The first travel advisory in the history of the NAACP was issued Aug. 2 for the state of Missouri over concerns about the safety of African Americans, and once again tensions between law enforcement officers, state officials and minorities were thrust into the spotlight.
The advisory, originally set to expire Aug. 28, was renewed, according to The New York Times. Missouri NAACP President Rod Chapel said it will remain in effect until at least late September.
When NAACP Interim President and CEO Derrick Johnson announced the organization’s travel advisory, he cited statistics that depict racial disparities in Missouri.
"The numerous racist incidents, and the statistics cited by the Missouri Attorney General in the advisory, namely the fact that African Americans in Missouri are 75 percent more likely to be stopped and searched by law enforcement officers than Caucasians, are unconscionable, and are simply unacceptable in a progressive society," Johnson said in the statement.
The advisory was issued largely in response to SB 43, which requires employees who claim workplace discrimination prove bias is an explicit reason for being fired, rather than just a contributing factor. It was also in response to a "series of questionable, race-based incidents occurring statewide recently."
We wanted to look into Johnson’s statement about racial disparities in Missouri. Are law enforcement officers a full 75 percent more likely to pull over and search an African American?
Stops versus searches
When we reached out to the NAACP, communications director Malik Russell said Johnson may have gotten some of his numbers mixed up, since he didn’t have the data in front of him. But he emphasized the larger point, saying the difference between the numbers that he might have mixed up is small.
Russell didn’t give any additional evidence, but the statement announcing the advisory cited data from the attorney general’s office.
In 2000, concerns from both Missouri residents and the legislature prompted the passage of a law that requires law enforcement officers collect specific information, including race, for every traffic stop. Each agency must provide this data to the attorney general, who in turn sends it to the governor.
A team of researchers has been compiling this information for the attorney general since 2001.
The 2016 Vehicle Stops Report Executive Summary from the attorney general’s office breaks down the data related to vehicle stops last year. There were 21 agencies that did not submit the data by the required date and 58 agencies that reported no stops out of 682 law enforcement agencies in the state.
Blacks represent 10.9 percent of the driving population and 18 percent of all traffic stops, while whites represent 82.8 percent of the population and 78 percent of stops.
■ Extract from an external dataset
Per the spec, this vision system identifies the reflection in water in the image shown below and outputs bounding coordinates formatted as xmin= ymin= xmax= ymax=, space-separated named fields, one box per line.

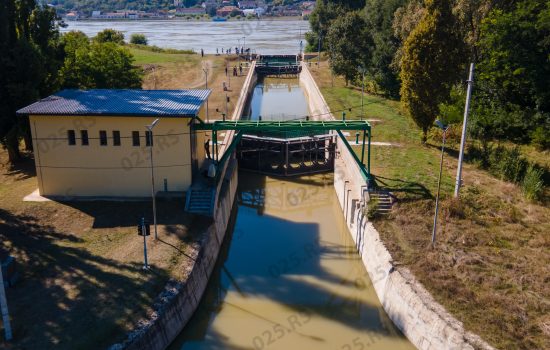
xmin=244 ymin=77 xmax=310 ymax=121
xmin=169 ymin=173 xmax=414 ymax=350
Richard Rosenfeld, a criminology professor at the University of Missouri-St. Louis, has been on the research team since 2001.
Rosenfeld said the researchers divided stops made by the number of people 16 years and older in the state to come up with a "stop rate." A value of one means there is no disparity, values greater than one mean there is overrepresentation, and values below one mean there is underrepresentation.
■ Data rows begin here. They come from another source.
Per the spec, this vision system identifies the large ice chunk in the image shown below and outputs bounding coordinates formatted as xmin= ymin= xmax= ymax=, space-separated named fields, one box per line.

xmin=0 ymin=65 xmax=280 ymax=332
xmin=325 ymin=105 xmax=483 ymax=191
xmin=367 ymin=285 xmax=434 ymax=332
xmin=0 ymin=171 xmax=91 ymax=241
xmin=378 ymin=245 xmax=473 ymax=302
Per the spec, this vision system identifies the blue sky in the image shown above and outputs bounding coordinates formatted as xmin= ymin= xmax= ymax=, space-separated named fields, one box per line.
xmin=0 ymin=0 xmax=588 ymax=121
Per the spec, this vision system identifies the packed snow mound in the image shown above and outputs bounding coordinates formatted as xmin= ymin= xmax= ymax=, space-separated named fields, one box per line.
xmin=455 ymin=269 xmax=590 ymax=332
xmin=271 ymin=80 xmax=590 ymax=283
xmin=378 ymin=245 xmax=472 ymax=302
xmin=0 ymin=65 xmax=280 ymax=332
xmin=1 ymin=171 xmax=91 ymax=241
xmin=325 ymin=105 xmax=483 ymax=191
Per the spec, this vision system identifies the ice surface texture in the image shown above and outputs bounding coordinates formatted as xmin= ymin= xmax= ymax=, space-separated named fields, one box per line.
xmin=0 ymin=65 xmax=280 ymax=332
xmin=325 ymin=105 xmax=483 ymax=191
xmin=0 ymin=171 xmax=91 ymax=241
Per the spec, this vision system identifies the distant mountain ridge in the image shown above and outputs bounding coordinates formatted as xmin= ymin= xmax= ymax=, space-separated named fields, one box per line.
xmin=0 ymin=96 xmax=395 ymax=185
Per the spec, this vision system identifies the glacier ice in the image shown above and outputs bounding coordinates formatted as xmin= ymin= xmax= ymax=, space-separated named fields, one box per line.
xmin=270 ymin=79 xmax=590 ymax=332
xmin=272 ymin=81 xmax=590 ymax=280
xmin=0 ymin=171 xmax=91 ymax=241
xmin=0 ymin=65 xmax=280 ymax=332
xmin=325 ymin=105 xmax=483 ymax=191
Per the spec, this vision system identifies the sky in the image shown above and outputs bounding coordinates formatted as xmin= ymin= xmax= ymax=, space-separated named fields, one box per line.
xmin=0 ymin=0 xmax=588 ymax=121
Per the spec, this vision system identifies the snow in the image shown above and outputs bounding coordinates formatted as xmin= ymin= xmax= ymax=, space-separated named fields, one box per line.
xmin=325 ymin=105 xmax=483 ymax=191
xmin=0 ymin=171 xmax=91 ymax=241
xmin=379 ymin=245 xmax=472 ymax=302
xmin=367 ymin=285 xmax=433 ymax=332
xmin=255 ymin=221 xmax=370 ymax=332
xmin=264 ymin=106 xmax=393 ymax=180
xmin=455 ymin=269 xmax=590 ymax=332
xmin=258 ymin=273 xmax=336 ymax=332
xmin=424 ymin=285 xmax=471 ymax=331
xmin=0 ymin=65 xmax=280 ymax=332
The disparity index, which is the proportion of stops divided by the proportion of the population, was 1.65 for blacks last year, overrepresenting the black population by 65 percent. Whites, on the other hand, were stopped at a .94 rate, underrepresenting the white population by 6 percent.
Researchers divided 1.65 by .94 to get 1.75, or a 75 percent higher stop rate for blacks than whites. This is the number Johnson used in his statement.
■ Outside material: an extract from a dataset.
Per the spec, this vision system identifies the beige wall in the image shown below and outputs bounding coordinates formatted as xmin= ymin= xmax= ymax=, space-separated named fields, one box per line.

But stops and searches are different things.
Blacks are 57 percent more likely to be searched than whites. (Formula: 8.77 percent search rate for blacks divided by 5.57 search rate for whites = 1.57.)
Johnson stated that African Americans in Missouri are 75 percent more likely to be stopped and searched by law enforcement officers than caucasians.
Blacks in Missouri are 75 percent more likely to be stopped by law enforcement officers than whites, which is reflected in the attorney general data.
That’s not true about searches. Blacks are 57 percent more likely to be searched than whites. The discrepancy in searches is huge, but it’s not 75 percent.
We rate Johnson’s statement Half True.